Shanghai’s real estate market is anticipated to slow down drastically in 2008, becoming more vulnerable to government policy shifts and attract less investment. This is according to several of the larger real estate analysts.
According to a Jones Lang LaSalle report released recently, after the government implemented the land appreciation tax and imposed additional restrictions on foreign investment in the sector, real estate investment saw a slowdown in the fourth quarter of 2007 and there was only one sizable sale completed in the city.
The report also suggest that overseas investors will be shifting their focus away from the top tier cities in favor of smaller cites which offer less restrictions on foreign investment, such as Hangzhou and Chongging.
Grade A offices and serviced apartments will continue to attract foreign investment capital, but limited availability will see emerging regions begin to attract more interest as the year progresses.
Lee Hingyin, director of Research & Consultancy at Colliers International (Shanghai) said, “Increasing monetary control and tightening policies are bringing more uncertainties, particularly to the investment market.”
“The investment market may feel the pinch, and it is likely that foreign investors will be more vulnerable to these policy changes this year.” Lee added that he expects more severe measures, which will significantly cool down overseas investment in Shanghai.
Not wishing to contribute to the slow down, James MacDonald, senior manager of Research at Savills, China, said: “In the institutional investment market, it’s not necessary that new policies will be introduced and will affect the market in a big way. Instead, it is the more stringent implementation of previous regulations that has to be watched.”
Chen Sheng, director of the China Index Academy, which tracks property prices, said, “The government’s tighter monetary policy this year is expected to have a negative impact on the real estate investment market, which is highly dependent on bank loans.”
Wang Qing, an economist at Morgan Stanley Asia Ltd, said in another report that sectors with a high debt-asset ratio, such as real estate, tend to experience larger declines in fixed-asset investment growth after credit tightening. The debt-asset ratio of the real estate sector is over 70%.
Liu Shiyu, deputy governor of the People’s Bank of China, said the government will strengthen commercial real estate management and adjust the real estate credit structure to prevent risk.
A survey was conducted by the State Administration for Industry and Commerce in December on foreign investment in China’s real estate sector. The move came on the heels of the Ministry of Construction opening a research meeting on the implementation of existing policies restricting foreign investment in real estate.

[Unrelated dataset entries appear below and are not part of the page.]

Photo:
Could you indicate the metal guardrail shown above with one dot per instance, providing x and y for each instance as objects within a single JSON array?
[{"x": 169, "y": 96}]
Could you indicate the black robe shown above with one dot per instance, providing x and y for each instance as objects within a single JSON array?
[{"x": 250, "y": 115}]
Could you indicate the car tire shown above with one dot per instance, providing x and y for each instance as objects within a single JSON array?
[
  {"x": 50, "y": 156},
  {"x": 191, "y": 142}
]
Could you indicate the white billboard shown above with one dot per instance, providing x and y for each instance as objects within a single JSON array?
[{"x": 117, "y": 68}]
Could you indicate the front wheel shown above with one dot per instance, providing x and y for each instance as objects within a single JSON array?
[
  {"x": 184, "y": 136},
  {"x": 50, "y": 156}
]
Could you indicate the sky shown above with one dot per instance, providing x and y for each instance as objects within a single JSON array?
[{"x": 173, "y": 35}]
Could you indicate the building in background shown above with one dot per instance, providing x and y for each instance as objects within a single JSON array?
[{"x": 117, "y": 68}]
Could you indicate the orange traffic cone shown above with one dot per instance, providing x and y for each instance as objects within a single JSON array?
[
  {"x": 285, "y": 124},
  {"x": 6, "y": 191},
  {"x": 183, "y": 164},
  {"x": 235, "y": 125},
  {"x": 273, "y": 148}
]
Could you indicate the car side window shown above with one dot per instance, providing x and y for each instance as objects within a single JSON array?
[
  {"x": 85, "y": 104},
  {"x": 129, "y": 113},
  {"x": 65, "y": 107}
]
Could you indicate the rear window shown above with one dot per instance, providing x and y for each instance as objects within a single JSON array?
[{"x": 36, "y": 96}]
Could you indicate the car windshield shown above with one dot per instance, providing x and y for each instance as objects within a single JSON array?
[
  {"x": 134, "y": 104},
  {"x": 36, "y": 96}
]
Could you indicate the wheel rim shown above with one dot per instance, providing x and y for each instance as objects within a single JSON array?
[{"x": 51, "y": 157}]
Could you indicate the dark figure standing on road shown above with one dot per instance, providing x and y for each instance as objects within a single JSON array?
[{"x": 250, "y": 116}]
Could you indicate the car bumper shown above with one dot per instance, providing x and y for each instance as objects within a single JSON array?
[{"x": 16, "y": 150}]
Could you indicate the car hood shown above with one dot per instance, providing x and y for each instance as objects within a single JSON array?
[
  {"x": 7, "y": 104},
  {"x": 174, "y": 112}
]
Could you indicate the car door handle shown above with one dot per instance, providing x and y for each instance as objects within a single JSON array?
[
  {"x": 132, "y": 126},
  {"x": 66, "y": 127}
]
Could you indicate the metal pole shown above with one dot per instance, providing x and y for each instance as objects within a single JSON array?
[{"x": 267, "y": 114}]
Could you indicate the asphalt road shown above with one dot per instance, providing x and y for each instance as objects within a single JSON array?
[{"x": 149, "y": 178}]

Overseas banks are also beginning to shy away from investments in the region and as credit tightening increases, investor enthusiasm will be further reduced, said Savills.
Shanghai is the eighth largest city in the world, and the largest city in China, leading China’s new economic growth since the lessening on restrictions on foreign investments. As with all emerging markets, environmental issues and an increasing wealth gap remain a problem to be dealt with.